Previous MCR endeavors, primarily in English, centered on human-machine dialogue or media descriptions, lacking coverage for dynamic social interactions. Datasets like MPII-MD and VisPro illustrate multimodal CR by aligning textual narratives with images or videos, but fail to capture the nuanced interactions present in social dialogues. TikTalkCoref fills this void, presenting the first Chinese dataset to address this complexity in naturally occurring social media contexts.
Figure 2: The overview of our model architecture.
Methodology
The proposed approach for MCR involves a three-part pipeline: textual coreference resolution, visual person tracking, and cross-modal alignment, as depicted in Figure 2.
Textual Coreference Resolution
The textual resolution framework utilizes a DeBERTa-based Maverick model to extract mentions and cluster them, employing a coarse-to-fine antecedent scoring approach. This is instrumental in handling the high variance in mention types and densities typical to social media dialogues.
Visual Person Tracking
Employing YOLOv5 and DeepSORT algorithms, the model achieves robust tracking of head regions across video frames. The integration of MTCNN and MobileFaceNet ensures accuracy in face recognition and clustering, adapting to the challenges posed by disjointed video segments in social media posts.
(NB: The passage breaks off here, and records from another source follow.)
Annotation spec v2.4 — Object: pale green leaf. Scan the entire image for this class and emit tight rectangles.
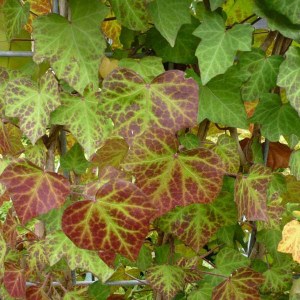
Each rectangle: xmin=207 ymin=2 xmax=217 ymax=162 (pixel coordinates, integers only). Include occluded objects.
xmin=193 ymin=13 xmax=253 ymax=84
xmin=119 ymin=56 xmax=165 ymax=82
xmin=33 ymin=0 xmax=108 ymax=93
xmin=277 ymin=47 xmax=300 ymax=116
xmin=5 ymin=71 xmax=60 ymax=144
xmin=148 ymin=0 xmax=191 ymax=47
xmin=51 ymin=92 xmax=112 ymax=157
Textual and Visual Coreference Alignment
Using Chinese CLIP, the method achieves alignment across modalities via contrastive learning, enhancing retrieval accuracy of coreferential entities in text and visuals. This process aligns coreferential textual clusters with respective visual entities, crucial for establishing seamless multimodal relationships.
Experiments and Results
Experiments demonstrate significant improvements in coreference resolution accuracy using TikTalkCoref. Maverick outperforms existing models significantly, particularly in handling singleton clusters due to its specialized mention clustering technique. The bilingual coreference alignment system achieves high retrieval accuracy, benefiting extensively from domain-specific fine-tuning.
Figure 3: The distribution of gender, age and occupation of persons in the TikTalkCoref.
Empirical analysis reveals insights into gender, age, and occupation distributions, as shown in Figure 3, highlighting demographics predominant in social media contexts, thereby guiding future enhancements in model training paradigms.
Conclusion
TikTalkCoref establishes a crucial foundation for future research aimed at enhancing MCR in dialogic exchanges on social media. The dataset's release facilitates exploration of nuanced, multimodal interactions, advancing both theoretical and practical understanding of CR applications in real-world settings. Future work will explore scaling the dataset and employing semi-supervised methodologies for expanded applicability across diverse multimedia landscapes.
Figure 4: Annotation interface of our annotation tool.
TikTalkCoref's contributions pave the way for improved strategies in CR tasks, optimizing user interaction and personalization in digital platforms.